Increasing boldness by extreme Islamists is one of six top religious news stories that the Institute on Religion & Democracy predicts will make major headlines in 2012.
The religious freedom advocacy group based in Washington, D.C., warns that proclamations such as those made by the terrorist group Boko Haram declaring that all Christians must leave Nigeria indicates more of the same for this year.
“Islamists globally are making more assertive demands against vulnerable religious minorities,” IRD officials stated in their “IRD Predicts Top Church News of 2012” report released Thursday. “Egypt's Coptic Christians may face rule by Islamic parties and accelerated attacks by emboldened militants.”
Jeff Walton, communications manager for IRD, told The Christian Post Thursday that rising Islamist militancy will make it a very difficult time for Christian minorities not only in Nigeria and Egypt, but much of the Middle East. He also picked the issue as the most important one to track in 2012..
“In Syria especially, if the majority Sunni assert control following the expected downfall of the Assad regime, Syrian Christians who make up a surprisingly large percentage of the country, relative to neighboring states, will quickly find themselves emigrating,” Walton explained.
Below are the other top church news stories (categories) predicted by IRD for 2012.
2. Redefinition of "Pro-Life"
In an attempt to splinter the evangelical vote in a presidential election year, liberal evangelicals will seek to portray issues outside of abortion and euthanasia as crucial sanctity of life matters.
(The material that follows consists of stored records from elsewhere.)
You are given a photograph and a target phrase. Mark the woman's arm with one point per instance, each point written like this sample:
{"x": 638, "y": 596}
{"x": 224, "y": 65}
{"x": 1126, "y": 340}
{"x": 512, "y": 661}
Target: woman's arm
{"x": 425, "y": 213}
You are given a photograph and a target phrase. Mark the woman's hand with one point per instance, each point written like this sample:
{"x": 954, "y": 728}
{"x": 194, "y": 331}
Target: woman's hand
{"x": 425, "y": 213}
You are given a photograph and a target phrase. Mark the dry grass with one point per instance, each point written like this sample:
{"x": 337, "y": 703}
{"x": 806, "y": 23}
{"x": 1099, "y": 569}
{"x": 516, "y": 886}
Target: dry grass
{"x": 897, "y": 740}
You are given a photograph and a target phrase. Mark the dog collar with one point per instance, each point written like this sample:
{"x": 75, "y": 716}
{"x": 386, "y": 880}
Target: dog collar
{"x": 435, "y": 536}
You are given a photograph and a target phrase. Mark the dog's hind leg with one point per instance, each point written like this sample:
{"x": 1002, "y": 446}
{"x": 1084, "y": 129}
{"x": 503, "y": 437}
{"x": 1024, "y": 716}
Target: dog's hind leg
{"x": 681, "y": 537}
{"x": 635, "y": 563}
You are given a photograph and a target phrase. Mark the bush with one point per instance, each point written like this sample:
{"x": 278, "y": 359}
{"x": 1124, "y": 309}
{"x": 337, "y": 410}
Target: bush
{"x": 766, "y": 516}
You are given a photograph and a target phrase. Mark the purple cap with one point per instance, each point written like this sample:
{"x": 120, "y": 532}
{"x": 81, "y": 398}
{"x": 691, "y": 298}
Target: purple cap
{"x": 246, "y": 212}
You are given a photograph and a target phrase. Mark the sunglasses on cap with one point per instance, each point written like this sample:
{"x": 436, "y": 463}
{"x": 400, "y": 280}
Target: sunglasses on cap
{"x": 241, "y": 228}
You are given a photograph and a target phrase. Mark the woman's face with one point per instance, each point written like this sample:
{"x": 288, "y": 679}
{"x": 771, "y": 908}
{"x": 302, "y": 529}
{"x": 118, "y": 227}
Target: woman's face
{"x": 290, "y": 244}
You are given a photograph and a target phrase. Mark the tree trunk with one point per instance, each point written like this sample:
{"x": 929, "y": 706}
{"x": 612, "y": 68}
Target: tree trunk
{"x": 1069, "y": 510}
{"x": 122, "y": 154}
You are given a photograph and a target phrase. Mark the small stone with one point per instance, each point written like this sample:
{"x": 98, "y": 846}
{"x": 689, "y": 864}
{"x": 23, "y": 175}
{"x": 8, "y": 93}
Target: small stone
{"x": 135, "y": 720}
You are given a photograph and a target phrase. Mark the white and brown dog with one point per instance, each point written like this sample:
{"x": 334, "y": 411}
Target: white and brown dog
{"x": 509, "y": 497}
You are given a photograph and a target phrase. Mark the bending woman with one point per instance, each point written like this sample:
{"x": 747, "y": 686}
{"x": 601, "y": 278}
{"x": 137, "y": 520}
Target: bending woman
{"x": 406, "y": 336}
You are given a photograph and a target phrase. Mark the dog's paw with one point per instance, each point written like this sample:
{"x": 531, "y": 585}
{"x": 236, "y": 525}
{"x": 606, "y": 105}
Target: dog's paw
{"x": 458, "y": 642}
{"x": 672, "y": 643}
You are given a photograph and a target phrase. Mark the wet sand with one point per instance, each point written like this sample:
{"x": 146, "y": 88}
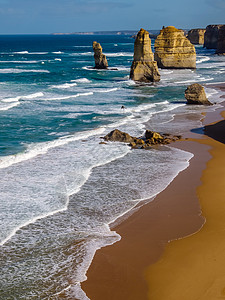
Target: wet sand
{"x": 193, "y": 268}
{"x": 139, "y": 266}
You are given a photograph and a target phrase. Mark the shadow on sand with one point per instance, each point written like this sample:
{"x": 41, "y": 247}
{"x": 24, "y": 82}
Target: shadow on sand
{"x": 215, "y": 131}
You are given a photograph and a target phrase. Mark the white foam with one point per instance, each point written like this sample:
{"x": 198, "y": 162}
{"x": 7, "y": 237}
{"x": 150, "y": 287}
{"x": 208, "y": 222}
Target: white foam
{"x": 9, "y": 106}
{"x": 12, "y": 70}
{"x": 42, "y": 148}
{"x": 58, "y": 52}
{"x": 202, "y": 59}
{"x": 71, "y": 96}
{"x": 20, "y": 61}
{"x": 106, "y": 90}
{"x": 81, "y": 80}
{"x": 16, "y": 99}
{"x": 21, "y": 52}
{"x": 64, "y": 86}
Early 2011 efforts to present environmental causes as pro-life will expand.
3. Episcopal Church Pushes Forward with Same-sex Rites
Despite pleas from the worldwide Anglican Communion not to bless such unions, Episcopal Church officials appear determined to embrace such rites at the U.S.-based denomination's triennial General Convention meeting July 5-12 in Indianapolis.
4. Liberal Mainline Congregations Increasingly Shutter Buildings
Shrinking endowments and tough economic times could take a toll. With some denominations reporting more than half their congregations shrinking, long-established but tiny churches will most likely fold at a rate even higher than 2011. As a silver lining, some facilities will be revitalized by newly planted churches of evangelical and especially Pentecostal immigrants.
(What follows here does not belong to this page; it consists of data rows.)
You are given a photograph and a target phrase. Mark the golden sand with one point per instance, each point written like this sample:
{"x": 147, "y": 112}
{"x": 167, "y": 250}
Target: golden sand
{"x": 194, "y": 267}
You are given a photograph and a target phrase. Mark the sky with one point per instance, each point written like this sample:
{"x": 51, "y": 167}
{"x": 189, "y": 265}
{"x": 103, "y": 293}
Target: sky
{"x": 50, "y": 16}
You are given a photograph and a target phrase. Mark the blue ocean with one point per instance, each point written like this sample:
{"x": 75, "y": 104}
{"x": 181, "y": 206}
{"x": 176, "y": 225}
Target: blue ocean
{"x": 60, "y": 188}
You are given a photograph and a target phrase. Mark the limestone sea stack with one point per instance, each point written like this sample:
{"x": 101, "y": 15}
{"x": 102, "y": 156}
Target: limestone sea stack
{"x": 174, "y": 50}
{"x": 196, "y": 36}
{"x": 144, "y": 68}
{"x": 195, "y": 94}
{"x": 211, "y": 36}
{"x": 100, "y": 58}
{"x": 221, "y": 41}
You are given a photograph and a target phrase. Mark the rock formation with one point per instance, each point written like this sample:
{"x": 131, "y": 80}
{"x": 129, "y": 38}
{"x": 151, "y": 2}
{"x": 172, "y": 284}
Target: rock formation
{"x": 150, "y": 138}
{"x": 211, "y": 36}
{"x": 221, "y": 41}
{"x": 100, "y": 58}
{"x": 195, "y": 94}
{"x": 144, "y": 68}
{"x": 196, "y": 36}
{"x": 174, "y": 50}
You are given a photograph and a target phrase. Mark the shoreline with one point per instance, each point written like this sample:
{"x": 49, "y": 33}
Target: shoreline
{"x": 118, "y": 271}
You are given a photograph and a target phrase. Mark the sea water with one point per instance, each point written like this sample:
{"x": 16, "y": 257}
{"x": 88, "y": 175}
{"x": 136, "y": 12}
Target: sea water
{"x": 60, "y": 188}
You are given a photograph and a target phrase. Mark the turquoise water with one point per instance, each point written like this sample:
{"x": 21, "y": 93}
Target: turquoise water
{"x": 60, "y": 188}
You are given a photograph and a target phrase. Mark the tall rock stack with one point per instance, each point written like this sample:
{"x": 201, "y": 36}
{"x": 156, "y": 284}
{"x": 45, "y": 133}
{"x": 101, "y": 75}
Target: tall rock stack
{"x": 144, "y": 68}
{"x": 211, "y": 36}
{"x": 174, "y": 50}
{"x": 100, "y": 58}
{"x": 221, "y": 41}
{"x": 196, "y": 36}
5. United Methodism Continues Turnaround
The quadrennial General Conference of the second-largest Protestant church in the U.S., meeting April 24-May 4 in Tampa, will continue its shift from liberal to moderate. Growing African churches and shrinking U.S. churches are separating increasingly international United Methodism from U.S. denominations that have liberalized their sexual teachings. The denomination may also abandon its long-time abortion rights stance.
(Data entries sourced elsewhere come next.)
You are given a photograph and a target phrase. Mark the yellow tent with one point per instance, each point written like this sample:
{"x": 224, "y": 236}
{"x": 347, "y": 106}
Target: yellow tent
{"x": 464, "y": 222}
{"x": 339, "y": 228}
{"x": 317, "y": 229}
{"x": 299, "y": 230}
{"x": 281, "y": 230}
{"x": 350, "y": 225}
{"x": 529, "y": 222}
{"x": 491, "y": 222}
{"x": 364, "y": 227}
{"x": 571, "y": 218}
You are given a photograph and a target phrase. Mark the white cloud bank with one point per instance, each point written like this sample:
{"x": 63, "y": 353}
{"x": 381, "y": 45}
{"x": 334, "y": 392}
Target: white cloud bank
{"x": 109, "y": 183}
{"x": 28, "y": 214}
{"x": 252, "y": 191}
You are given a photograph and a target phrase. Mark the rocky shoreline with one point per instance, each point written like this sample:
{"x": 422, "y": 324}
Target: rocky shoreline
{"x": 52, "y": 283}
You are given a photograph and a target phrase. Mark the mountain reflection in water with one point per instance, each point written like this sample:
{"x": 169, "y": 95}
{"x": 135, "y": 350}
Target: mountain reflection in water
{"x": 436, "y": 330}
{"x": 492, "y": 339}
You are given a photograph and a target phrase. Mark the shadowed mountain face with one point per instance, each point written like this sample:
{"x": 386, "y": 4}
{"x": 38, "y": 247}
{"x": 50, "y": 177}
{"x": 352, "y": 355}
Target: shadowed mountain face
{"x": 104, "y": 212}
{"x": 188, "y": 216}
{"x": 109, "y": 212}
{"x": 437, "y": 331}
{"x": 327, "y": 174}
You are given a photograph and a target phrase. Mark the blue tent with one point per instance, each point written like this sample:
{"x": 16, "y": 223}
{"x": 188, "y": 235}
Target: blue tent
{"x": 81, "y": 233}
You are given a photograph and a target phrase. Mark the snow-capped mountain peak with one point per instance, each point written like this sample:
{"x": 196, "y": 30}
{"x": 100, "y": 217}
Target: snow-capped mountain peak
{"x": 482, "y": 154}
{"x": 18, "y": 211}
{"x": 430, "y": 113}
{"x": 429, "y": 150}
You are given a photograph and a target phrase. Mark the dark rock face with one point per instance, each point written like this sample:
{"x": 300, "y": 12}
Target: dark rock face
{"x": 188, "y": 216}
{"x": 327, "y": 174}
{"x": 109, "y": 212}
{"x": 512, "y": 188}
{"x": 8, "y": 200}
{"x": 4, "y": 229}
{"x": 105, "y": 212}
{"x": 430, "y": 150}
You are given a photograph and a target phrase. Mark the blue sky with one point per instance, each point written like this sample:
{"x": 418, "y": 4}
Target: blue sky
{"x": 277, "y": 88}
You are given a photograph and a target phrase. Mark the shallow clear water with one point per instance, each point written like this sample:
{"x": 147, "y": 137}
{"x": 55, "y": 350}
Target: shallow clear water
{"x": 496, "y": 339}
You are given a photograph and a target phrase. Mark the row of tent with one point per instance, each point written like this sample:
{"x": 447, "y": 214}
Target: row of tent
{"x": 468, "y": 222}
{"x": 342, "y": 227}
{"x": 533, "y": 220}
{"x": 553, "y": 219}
6. Religious Criticisms of Israel Intensify
United Methodists and Presbyterians will debate anti-Israel divestment at their ruling conventions, with Presbyterians meeting June 30-July 7 in Pittsburgh. Liberal evangelicals will also accelerate their push for evangelicals to abandon their traditional pro-Israel stance, with many prominent activists meeting at a "Christ at the Checkpoint" conference in Jerusalem March 5-9.